Dieses Faktum (lat. = Tatsache) bleibt der Alltagserfahrung häufig verborgen, da die Prozesse unbewusst ablaufen und viele Menschen die Welt auf ähnliche Weise interpretieren.
Beispielhaft folgende beiden Bilder, 1: eine Gruppe sitzt im Kreis: entsprechend hat jeder Teilnehmer einen anderen optischen Hintergrund für seine Wahrnehmung und es ergeben sich, allein aus der Position zueinander, unterschiedliche Spannungslinien; hinzu kommen unterschiedliche Interessen, Motivationen und Bedürfnisse, usw. – Da kann es kein gemeinsames, eindeutiges, objektives (= unvoreingenommene, nicht von Gefühlen und Vorurteilen bestimmte, tatsächliche, unabhängig von einem Subjekt und dessen Bewusstsein existierende) Wahrnehmen einer einzigen Wahrheit über das was im Kreis geschieht geben.
Bild 2:
Jedes Erleben ist Ergebnis und Ausdruck einer Realitätskonstruktion; wobei Erleben immer dort entsteht, wohin die Aufmerksamkeit gerichtet wird
und Wachstum bzw. Lernen sich dort entwickelt, wohin wir unsere Energie geben.
Jeder kann also, schon aufgrund seiner Position im Raum, seiner Haltung und Einstellung nur bestimmte Ausschnitte der Realität wahrnehmen; zudem bestimmen unser Interesse und die innere Bedürfnislage, der Zustand im System, auf was wir uns fokussieren und was wir ausblenden, um uns nicht mit „unnötigen“ Informationen zu überfordern und zu übelasten. Schon auf Mittelhirnebene, also unterhalb der Bewusstseinsschwelle, wird vorsortiert, welche Informationen zum Großhirn und damit zum Bewusstsein durchgelassen werden.
So ist jede persönliche Wirklichkeit letztlich rein gedanklicher bzw. theoretischer Natur, also ein nicht empirisch (gr. = durch Erfahrung) erkennbarer Sachverhalt. Das bedeutet nicht, dass der betreffende Sachverhalt nicht „existiert“, sondern nur, dass er lediglich aus anderen, messbaren Sachverhalten erschlossen werden kann.

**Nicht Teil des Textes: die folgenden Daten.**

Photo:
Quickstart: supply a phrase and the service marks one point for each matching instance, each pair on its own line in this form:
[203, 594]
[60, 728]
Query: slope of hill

Im Alltag funktionieren Modelle der Realität meist hinreichend gut, wenn die innere „Landkarte“ und das daraus entwickelte „Drehbuch“ halbwegs mit der äußeren Realität kompatibel sind (= zusammen passen). Wenn nicht, zeigen sich die Reibungspunkte als Symptome oder Konflikte.

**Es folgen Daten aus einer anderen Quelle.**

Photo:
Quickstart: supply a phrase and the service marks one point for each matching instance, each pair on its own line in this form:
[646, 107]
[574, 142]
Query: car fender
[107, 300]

Jedes Symptom / jeder Konflikt ist, so gesehen, als freundliches Feedback des Systems zu verstehen, dass die Balance des Systems in Gefahr oder verloren ist. Wie ein Weckruf fordern sie Aufmerksamkeit und eine Reaktion – wie der Signalton vom Sicherheitsgurt im Auto. Denn hinter jedem Symptom / Konflikt steckt ein unerfülltes Bedürfnis. Erst wenn das Bedürfnis erkannt und befriedigt wurde, kommt das System zur Ruhe; weil das Fließgleichgewicht (Homöostase) dann wieder in seinen Toleranzbereich zurückgekehrt ist.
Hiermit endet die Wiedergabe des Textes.